CME Group’s annual meeting was held at the exchange operator’s headquarters at 20 S. Wacker Drive.
CME Group’s annual meeting was held at its headquarters at 20 S. Wacker Drive.

It was a much quieter affair at CME Group Inc.’s annual shareholder meeting this year. As some three dozen shareholders gathered May 22 at the exchange operator’s headquarters on South Wacker Drive, there were no signs of the aggressive protestors who repeatedly disrupted last year’s meeting.

Stepping up to the podium, CME Group Executive Chairman Terrance A. Duffy reminded the half-empty room, “Our goal today is to conduct an effective and orderly meeting during which everyone has an opportunity to be heard.”

And business did proceed in an orderly manner. Attendees sat quietly as they waited to hear the preliminary voting results for the six proposals on this year’s agenda. It was a sharp contrast with last year when protesters complained loudly about state tax breaks CME received in exchange for a commitment to keep its headquarters in Chicago.

As expected, shareholders ratified the appointment of Ernest & Young LLP as the exchange operator’s independent auditor and approved the compensation packages of executive officers.

However, a shareholder proposal from Norges Bank for “the inclusion of shareholder-nominated candidates for the board of directors” failed to garner sufficient support.

After adjourning formal proceedings, Duffy shifted his attention to CME Group’s performance in 2012. He said, “Total company volume was 30 billion contracts traded, which generated more than $1.2 billion in cash from operations.”

“Reflecting this strength, we raised our regular quarterly dividend by 10 percent in 2012,” Duffy added.

However, Duffy made no mention of CME Group’s top and bottom lines for 2012 before he abruptly proceeded to highlight his company’s “global growth strategy” and its “successful acquisition of the Kansas City Board of Trade last year.”

That was likely because the exchange operator’s financial performance was far from impressive in 2012. In all four quarters last year, both total revenue and net income for CME Group shrunk by double-digit percentage points compared with the same quarter the previous year.

When Duffy passed the torch to CME Group CEO Phupinder Gill, he adopted a similar tactic. Choosing to focus exclusively on the CME Group’s performance in the first quarter of 2013, Gill said, “Beginning with the energy division, April saw an average daily volume of 1.9 million contracts, making it the most liquid and extensive energy complex in the world.”

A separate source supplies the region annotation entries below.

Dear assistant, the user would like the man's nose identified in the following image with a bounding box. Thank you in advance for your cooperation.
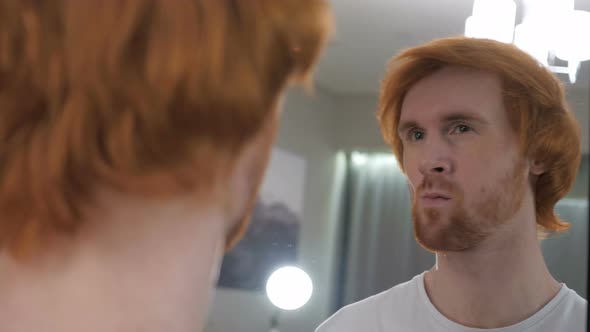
[420,144,453,175]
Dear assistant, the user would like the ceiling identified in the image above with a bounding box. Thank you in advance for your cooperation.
[316,0,590,152]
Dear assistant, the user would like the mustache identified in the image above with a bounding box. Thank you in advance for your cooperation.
[416,175,459,194]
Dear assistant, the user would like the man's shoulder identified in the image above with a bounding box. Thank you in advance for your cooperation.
[316,276,421,332]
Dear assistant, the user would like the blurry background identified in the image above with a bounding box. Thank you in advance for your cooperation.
[206,0,590,332]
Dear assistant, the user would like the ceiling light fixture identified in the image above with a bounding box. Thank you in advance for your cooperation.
[465,0,590,84]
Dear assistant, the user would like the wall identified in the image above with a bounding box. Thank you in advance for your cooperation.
[205,89,342,332]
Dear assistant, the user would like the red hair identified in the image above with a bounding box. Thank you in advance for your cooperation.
[377,37,581,236]
[0,0,331,253]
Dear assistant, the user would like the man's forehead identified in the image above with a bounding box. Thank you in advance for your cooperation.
[400,66,503,121]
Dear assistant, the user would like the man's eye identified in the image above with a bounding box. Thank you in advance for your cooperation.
[409,130,424,141]
[451,125,471,134]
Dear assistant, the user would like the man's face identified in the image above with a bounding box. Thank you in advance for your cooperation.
[398,67,528,252]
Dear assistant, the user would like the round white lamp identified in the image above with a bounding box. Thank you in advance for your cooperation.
[266,266,313,332]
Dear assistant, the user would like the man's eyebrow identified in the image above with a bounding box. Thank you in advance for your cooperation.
[397,112,487,134]
[442,112,488,124]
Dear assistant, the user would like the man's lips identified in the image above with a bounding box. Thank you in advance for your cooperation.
[421,192,451,200]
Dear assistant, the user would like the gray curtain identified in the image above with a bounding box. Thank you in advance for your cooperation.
[337,153,588,307]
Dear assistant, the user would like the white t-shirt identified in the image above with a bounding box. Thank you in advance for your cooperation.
[316,273,587,332]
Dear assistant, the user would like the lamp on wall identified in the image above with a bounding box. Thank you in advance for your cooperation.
[266,266,313,332]
[465,0,590,84]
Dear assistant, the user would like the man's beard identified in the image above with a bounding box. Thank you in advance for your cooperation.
[412,163,527,252]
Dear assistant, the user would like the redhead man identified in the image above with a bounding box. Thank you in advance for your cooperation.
[0,0,332,332]
[318,37,587,332]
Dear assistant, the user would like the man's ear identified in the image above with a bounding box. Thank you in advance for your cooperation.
[530,160,547,175]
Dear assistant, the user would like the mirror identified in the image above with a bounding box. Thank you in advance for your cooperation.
[205,0,590,332]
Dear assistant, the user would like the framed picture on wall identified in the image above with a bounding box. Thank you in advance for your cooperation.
[218,148,306,291]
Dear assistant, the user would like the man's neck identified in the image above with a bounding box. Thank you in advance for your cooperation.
[424,210,560,328]
[0,195,224,332]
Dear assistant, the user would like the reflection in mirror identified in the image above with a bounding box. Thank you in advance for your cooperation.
[206,0,590,332]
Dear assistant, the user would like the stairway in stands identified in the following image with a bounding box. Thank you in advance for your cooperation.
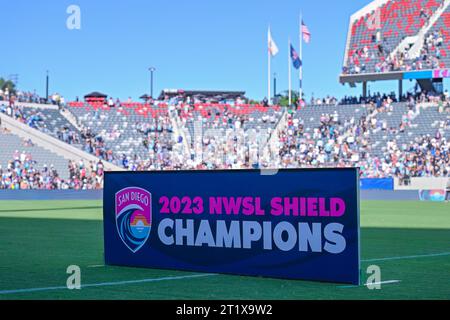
[0,130,69,179]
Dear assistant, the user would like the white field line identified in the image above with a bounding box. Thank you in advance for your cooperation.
[0,273,215,294]
[0,252,450,295]
[361,252,450,262]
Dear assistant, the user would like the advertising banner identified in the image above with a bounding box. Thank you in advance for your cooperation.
[103,168,360,284]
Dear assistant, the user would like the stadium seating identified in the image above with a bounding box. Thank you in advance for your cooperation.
[0,131,69,179]
[344,0,450,74]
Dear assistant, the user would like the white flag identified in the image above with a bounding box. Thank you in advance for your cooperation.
[267,28,278,57]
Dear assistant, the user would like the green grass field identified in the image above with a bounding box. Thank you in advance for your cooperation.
[0,201,450,299]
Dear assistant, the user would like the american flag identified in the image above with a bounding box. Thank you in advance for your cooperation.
[301,20,311,43]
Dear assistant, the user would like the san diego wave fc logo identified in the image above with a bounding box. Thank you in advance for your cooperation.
[115,187,152,253]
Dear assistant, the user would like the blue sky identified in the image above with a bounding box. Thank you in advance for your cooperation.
[0,0,418,100]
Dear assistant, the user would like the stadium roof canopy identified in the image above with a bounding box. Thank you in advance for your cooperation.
[159,89,245,100]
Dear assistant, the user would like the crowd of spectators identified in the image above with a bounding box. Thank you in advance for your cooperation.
[266,98,450,181]
[0,91,450,189]
[0,151,103,190]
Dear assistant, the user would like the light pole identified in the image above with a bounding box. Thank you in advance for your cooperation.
[148,67,156,99]
[273,72,277,98]
[45,70,48,103]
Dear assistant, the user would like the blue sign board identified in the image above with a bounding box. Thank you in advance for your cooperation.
[403,70,433,80]
[103,168,360,284]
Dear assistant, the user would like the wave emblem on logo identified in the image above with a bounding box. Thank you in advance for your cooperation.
[115,187,152,253]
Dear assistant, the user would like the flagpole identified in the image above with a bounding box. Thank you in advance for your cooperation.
[267,26,271,105]
[288,38,292,107]
[298,11,303,99]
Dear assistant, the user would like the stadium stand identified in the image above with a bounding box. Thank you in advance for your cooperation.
[0,131,69,179]
[344,0,448,74]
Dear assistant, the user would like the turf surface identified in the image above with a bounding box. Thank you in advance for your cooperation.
[0,201,450,299]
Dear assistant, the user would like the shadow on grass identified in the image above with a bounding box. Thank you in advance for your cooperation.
[0,206,103,213]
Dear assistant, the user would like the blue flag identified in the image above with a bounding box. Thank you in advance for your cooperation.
[291,44,302,69]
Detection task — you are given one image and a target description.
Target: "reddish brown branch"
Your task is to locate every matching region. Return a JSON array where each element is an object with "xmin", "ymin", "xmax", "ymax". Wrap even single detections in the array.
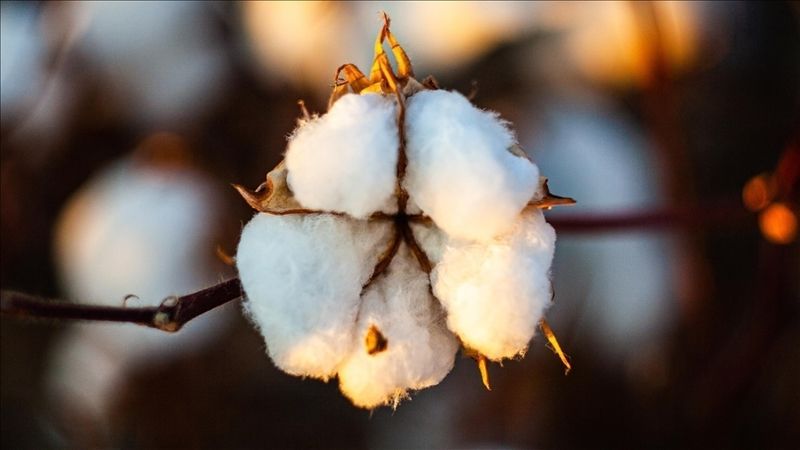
[
  {"xmin": 0, "ymin": 278, "xmax": 242, "ymax": 332},
  {"xmin": 547, "ymin": 204, "xmax": 755, "ymax": 233}
]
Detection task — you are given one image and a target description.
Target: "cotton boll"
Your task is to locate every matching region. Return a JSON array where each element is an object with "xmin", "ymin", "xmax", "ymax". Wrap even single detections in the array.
[
  {"xmin": 409, "ymin": 223, "xmax": 448, "ymax": 265},
  {"xmin": 286, "ymin": 94, "xmax": 399, "ymax": 218},
  {"xmin": 431, "ymin": 210, "xmax": 555, "ymax": 360},
  {"xmin": 236, "ymin": 213, "xmax": 389, "ymax": 379},
  {"xmin": 339, "ymin": 244, "xmax": 458, "ymax": 408},
  {"xmin": 404, "ymin": 90, "xmax": 539, "ymax": 241}
]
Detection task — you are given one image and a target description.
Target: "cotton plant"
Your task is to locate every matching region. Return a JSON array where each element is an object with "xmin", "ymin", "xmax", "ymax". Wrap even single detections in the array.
[{"xmin": 235, "ymin": 18, "xmax": 572, "ymax": 409}]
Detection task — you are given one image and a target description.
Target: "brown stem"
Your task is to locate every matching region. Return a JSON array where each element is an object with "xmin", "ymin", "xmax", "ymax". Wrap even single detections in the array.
[{"xmin": 0, "ymin": 278, "xmax": 242, "ymax": 332}]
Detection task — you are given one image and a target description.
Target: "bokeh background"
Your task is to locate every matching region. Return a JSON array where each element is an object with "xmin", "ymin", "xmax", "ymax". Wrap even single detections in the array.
[{"xmin": 0, "ymin": 1, "xmax": 800, "ymax": 449}]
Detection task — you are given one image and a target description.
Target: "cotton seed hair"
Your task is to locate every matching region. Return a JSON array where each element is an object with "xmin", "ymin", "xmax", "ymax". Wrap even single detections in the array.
[{"xmin": 236, "ymin": 18, "xmax": 571, "ymax": 409}]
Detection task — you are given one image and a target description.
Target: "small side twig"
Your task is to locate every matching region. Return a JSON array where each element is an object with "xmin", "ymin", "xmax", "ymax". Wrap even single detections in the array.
[{"xmin": 0, "ymin": 278, "xmax": 242, "ymax": 332}]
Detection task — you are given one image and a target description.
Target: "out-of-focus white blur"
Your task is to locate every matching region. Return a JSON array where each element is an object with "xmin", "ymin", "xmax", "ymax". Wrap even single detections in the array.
[
  {"xmin": 49, "ymin": 151, "xmax": 235, "ymax": 432},
  {"xmin": 67, "ymin": 1, "xmax": 228, "ymax": 127},
  {"xmin": 0, "ymin": 2, "xmax": 45, "ymax": 117}
]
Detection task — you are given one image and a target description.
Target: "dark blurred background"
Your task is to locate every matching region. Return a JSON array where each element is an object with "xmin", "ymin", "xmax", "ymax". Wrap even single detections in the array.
[{"xmin": 0, "ymin": 1, "xmax": 800, "ymax": 449}]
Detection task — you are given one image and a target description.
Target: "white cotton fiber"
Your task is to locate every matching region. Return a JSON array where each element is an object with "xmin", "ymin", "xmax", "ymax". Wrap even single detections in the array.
[
  {"xmin": 404, "ymin": 90, "xmax": 539, "ymax": 241},
  {"xmin": 431, "ymin": 209, "xmax": 556, "ymax": 361},
  {"xmin": 409, "ymin": 223, "xmax": 448, "ymax": 265},
  {"xmin": 339, "ymin": 244, "xmax": 458, "ymax": 408},
  {"xmin": 286, "ymin": 94, "xmax": 399, "ymax": 218},
  {"xmin": 236, "ymin": 213, "xmax": 390, "ymax": 379}
]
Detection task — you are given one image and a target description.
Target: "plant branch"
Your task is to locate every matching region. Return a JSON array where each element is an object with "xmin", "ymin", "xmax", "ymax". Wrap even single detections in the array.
[
  {"xmin": 547, "ymin": 203, "xmax": 756, "ymax": 233},
  {"xmin": 0, "ymin": 278, "xmax": 242, "ymax": 332}
]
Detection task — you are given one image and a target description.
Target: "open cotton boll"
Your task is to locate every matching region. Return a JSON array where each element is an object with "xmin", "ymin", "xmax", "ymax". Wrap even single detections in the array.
[
  {"xmin": 339, "ymin": 244, "xmax": 458, "ymax": 408},
  {"xmin": 431, "ymin": 210, "xmax": 556, "ymax": 361},
  {"xmin": 409, "ymin": 223, "xmax": 448, "ymax": 265},
  {"xmin": 236, "ymin": 213, "xmax": 389, "ymax": 379},
  {"xmin": 286, "ymin": 94, "xmax": 399, "ymax": 218},
  {"xmin": 404, "ymin": 90, "xmax": 539, "ymax": 241}
]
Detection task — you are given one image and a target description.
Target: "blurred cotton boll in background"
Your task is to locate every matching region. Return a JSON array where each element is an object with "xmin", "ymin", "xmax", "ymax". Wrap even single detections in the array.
[
  {"xmin": 48, "ymin": 135, "xmax": 235, "ymax": 442},
  {"xmin": 0, "ymin": 2, "xmax": 45, "ymax": 120},
  {"xmin": 67, "ymin": 1, "xmax": 228, "ymax": 126}
]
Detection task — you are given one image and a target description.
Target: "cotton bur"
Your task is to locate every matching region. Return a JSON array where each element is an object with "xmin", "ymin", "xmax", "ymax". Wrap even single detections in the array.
[{"xmin": 235, "ymin": 16, "xmax": 573, "ymax": 409}]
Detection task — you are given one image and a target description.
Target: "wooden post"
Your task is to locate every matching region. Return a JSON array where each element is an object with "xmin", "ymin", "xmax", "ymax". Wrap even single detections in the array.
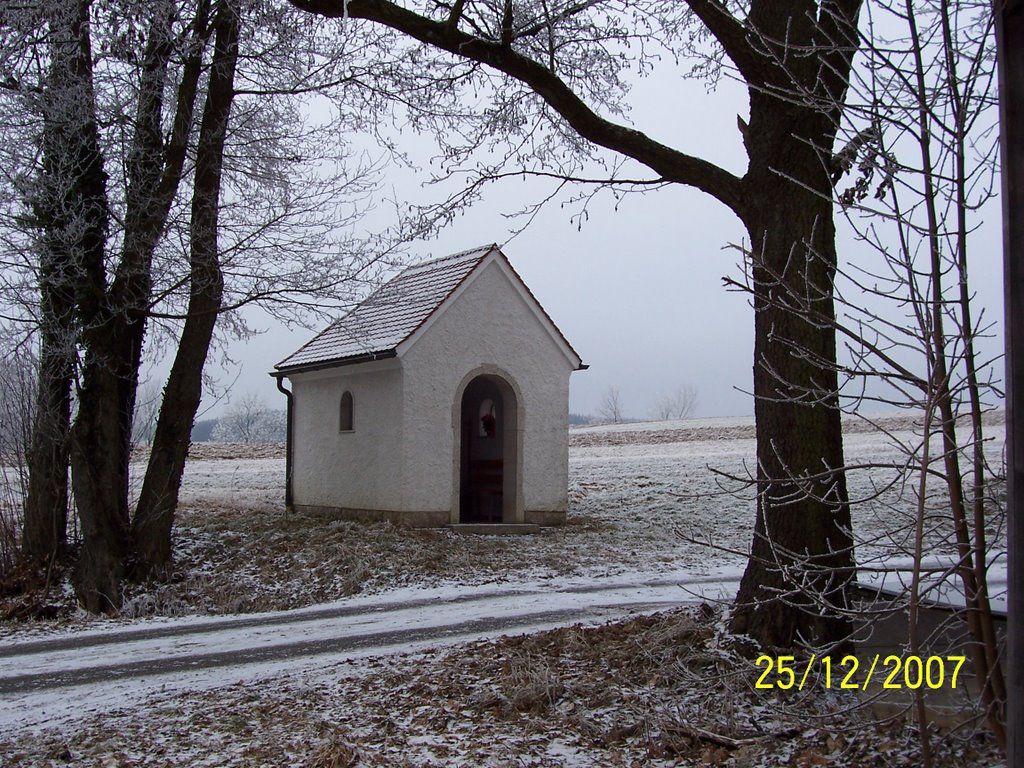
[{"xmin": 993, "ymin": 0, "xmax": 1024, "ymax": 768}]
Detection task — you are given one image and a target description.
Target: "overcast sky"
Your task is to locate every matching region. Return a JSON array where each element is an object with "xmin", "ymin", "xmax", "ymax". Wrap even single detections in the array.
[{"xmin": 197, "ymin": 51, "xmax": 1001, "ymax": 419}]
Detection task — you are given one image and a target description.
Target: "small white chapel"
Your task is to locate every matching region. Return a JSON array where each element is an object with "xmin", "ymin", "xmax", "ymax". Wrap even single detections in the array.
[{"xmin": 271, "ymin": 245, "xmax": 587, "ymax": 527}]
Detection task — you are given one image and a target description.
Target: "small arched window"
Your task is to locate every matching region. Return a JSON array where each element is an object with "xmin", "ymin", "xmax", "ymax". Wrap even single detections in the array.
[{"xmin": 338, "ymin": 392, "xmax": 352, "ymax": 432}]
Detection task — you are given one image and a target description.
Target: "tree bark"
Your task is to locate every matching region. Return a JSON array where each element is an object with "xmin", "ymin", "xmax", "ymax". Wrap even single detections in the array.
[
  {"xmin": 290, "ymin": 0, "xmax": 861, "ymax": 645},
  {"xmin": 731, "ymin": 167, "xmax": 854, "ymax": 647},
  {"xmin": 22, "ymin": 296, "xmax": 75, "ymax": 562},
  {"xmin": 65, "ymin": 0, "xmax": 209, "ymax": 612},
  {"xmin": 132, "ymin": 0, "xmax": 240, "ymax": 578}
]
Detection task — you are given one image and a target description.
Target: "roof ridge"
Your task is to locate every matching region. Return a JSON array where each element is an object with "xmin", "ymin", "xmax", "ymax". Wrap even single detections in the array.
[{"xmin": 396, "ymin": 243, "xmax": 501, "ymax": 278}]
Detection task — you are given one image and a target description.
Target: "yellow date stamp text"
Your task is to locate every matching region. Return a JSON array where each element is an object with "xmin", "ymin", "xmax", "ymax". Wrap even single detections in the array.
[{"xmin": 754, "ymin": 653, "xmax": 967, "ymax": 690}]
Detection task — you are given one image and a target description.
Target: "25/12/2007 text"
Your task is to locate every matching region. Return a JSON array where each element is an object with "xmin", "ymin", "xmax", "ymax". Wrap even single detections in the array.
[{"xmin": 754, "ymin": 653, "xmax": 967, "ymax": 690}]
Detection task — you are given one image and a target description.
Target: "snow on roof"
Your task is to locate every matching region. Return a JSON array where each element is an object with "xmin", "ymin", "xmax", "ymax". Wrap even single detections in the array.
[{"xmin": 274, "ymin": 245, "xmax": 498, "ymax": 371}]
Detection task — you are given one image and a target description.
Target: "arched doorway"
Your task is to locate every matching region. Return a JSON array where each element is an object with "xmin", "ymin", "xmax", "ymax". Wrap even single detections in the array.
[{"xmin": 459, "ymin": 374, "xmax": 518, "ymax": 523}]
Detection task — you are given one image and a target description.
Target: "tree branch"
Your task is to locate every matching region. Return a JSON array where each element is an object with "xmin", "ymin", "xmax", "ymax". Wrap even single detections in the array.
[
  {"xmin": 686, "ymin": 0, "xmax": 768, "ymax": 86},
  {"xmin": 289, "ymin": 0, "xmax": 745, "ymax": 218}
]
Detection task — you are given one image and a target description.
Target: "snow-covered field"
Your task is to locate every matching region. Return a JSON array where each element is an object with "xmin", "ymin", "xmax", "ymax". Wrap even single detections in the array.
[{"xmin": 0, "ymin": 417, "xmax": 1001, "ymax": 766}]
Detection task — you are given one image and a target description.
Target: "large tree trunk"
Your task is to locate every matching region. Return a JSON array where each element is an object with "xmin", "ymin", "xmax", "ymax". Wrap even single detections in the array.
[
  {"xmin": 72, "ymin": 0, "xmax": 209, "ymax": 611},
  {"xmin": 732, "ymin": 63, "xmax": 854, "ymax": 647},
  {"xmin": 132, "ymin": 0, "xmax": 239, "ymax": 578},
  {"xmin": 22, "ymin": 315, "xmax": 75, "ymax": 562},
  {"xmin": 27, "ymin": 0, "xmax": 110, "ymax": 602},
  {"xmin": 732, "ymin": 186, "xmax": 854, "ymax": 647}
]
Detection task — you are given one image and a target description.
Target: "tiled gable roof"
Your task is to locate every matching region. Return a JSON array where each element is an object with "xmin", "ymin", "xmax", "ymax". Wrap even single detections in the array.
[{"xmin": 274, "ymin": 245, "xmax": 498, "ymax": 371}]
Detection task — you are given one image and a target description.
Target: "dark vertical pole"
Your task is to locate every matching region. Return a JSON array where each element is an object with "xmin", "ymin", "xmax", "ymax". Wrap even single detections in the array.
[
  {"xmin": 270, "ymin": 374, "xmax": 295, "ymax": 512},
  {"xmin": 993, "ymin": 0, "xmax": 1024, "ymax": 768}
]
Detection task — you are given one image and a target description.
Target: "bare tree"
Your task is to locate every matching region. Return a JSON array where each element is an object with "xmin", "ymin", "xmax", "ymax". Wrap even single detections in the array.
[
  {"xmin": 212, "ymin": 392, "xmax": 284, "ymax": 444},
  {"xmin": 597, "ymin": 384, "xmax": 624, "ymax": 424},
  {"xmin": 651, "ymin": 384, "xmax": 697, "ymax": 421},
  {"xmin": 708, "ymin": 0, "xmax": 1007, "ymax": 745},
  {"xmin": 291, "ymin": 0, "xmax": 861, "ymax": 646},
  {"xmin": 0, "ymin": 0, "xmax": 393, "ymax": 611}
]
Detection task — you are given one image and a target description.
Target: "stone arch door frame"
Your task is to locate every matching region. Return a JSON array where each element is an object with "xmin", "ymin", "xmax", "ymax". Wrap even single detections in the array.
[{"xmin": 450, "ymin": 366, "xmax": 525, "ymax": 525}]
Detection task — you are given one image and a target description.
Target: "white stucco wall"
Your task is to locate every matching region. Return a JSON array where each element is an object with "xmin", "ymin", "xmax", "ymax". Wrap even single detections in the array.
[
  {"xmin": 399, "ymin": 261, "xmax": 572, "ymax": 522},
  {"xmin": 290, "ymin": 359, "xmax": 404, "ymax": 510}
]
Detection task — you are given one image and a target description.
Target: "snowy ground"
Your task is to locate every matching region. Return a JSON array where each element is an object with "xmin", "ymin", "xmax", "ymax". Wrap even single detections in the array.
[{"xmin": 0, "ymin": 418, "xmax": 1001, "ymax": 766}]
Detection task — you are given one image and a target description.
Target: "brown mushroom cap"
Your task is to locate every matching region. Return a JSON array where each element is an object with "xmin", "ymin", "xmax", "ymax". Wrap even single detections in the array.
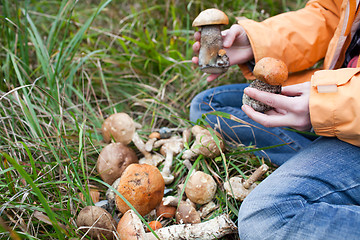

As Duffy was looking to wrap up the meeting, one shareholder said what many were thinking: “Terry, I appreciate the work and effort you’ve put into all you’ve done, but it seems as we go along, ICE (Intercontinental Exchange Group Inc.) continues to gain more market share and traction than us; I’d like to get your thought on that.”

And the gist of the response from Duffy was: “In all due respect to them, it’s all been their good fortune.”